Thomas Tuchel doesn't love the hydration breaks. He'll take them — he's a coach, free timeouts are free timeouts — but he's honest enough to admit they're doing something uncomfortable to the game he loves.
"It interrupts and changes the identity of the football match, much more than I thought," the England manager said ahead of Tuesday's Group L clash with Ghana in Boston. For a coach usually careful with his words in press conferences, that's a pointed critique.
Four quarters, not two halves
FIFA mandated three-minute hydration breaks at the midpoint of each half across the entire tournament — every game, regardless of conditions. The logic was fairness and uniformity. The effect, as Tuchel sees it, is something closer to American football than the sport that grew up around continuous play.
"It breaks the match almost in four quarters," he said. "And I think it changes the characteristic of the match more than I thought."
He's not wrong. Momentum is one of football's defining forces — a pressing side building pressure, a team weathering a storm, a goalkeeper finding his rhythm. The hydration break cuts all of that dead every 22-odd minutes. It's a reset button nobody asked for.
The criticism from purists has been sharp, and the commercial angle isn't subtle. Over two minutes of stoppage time that just happens to align with broadcaster ad slots. Critics have been calling it out since the tournament started, and Tuchel is now the highest-profile voice adding weight to that argument.
Not exactly a heatwave in Boston
The timing makes the policy look even more awkward.
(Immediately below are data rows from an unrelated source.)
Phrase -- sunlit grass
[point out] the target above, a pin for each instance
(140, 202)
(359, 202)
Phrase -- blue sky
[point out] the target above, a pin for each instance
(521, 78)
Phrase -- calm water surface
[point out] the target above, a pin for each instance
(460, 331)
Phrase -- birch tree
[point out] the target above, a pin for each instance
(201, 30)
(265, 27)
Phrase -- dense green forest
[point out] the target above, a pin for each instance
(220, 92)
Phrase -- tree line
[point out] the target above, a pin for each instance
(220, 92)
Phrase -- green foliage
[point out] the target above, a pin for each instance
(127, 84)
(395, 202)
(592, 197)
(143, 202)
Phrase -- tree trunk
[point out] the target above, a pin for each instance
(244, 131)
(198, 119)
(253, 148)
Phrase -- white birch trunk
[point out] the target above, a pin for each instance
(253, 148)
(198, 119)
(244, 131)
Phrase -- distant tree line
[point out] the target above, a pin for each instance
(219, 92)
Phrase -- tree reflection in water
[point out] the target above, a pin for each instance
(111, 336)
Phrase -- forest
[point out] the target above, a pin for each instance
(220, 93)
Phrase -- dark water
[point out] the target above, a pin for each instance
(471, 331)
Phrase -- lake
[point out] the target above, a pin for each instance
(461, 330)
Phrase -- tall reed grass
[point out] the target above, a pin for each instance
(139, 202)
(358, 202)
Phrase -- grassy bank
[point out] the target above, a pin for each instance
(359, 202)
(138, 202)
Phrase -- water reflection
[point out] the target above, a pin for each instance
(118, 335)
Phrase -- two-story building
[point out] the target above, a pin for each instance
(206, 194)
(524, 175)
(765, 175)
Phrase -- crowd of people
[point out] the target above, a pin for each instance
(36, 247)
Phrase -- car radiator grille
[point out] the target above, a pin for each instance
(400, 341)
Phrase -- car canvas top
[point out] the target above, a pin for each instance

Temperatures in the Boston area on Tuesday aren't expected to crack 20 degrees Celsius. The players will be fine. The mandatory break will still happen.
That's the contradiction at the heart of FIFA's decision — a blanket rule designed for Phoenix and Miami heat applied equally to a cool New England evening. Uniform, yes. Necessary, no.
Tuchel put it simply: "I like football more when it's played in one go, in one half, because it builds a momentum." England's gameplan against Ghana will be shaped partly around that broken rhythm whether he likes it or not.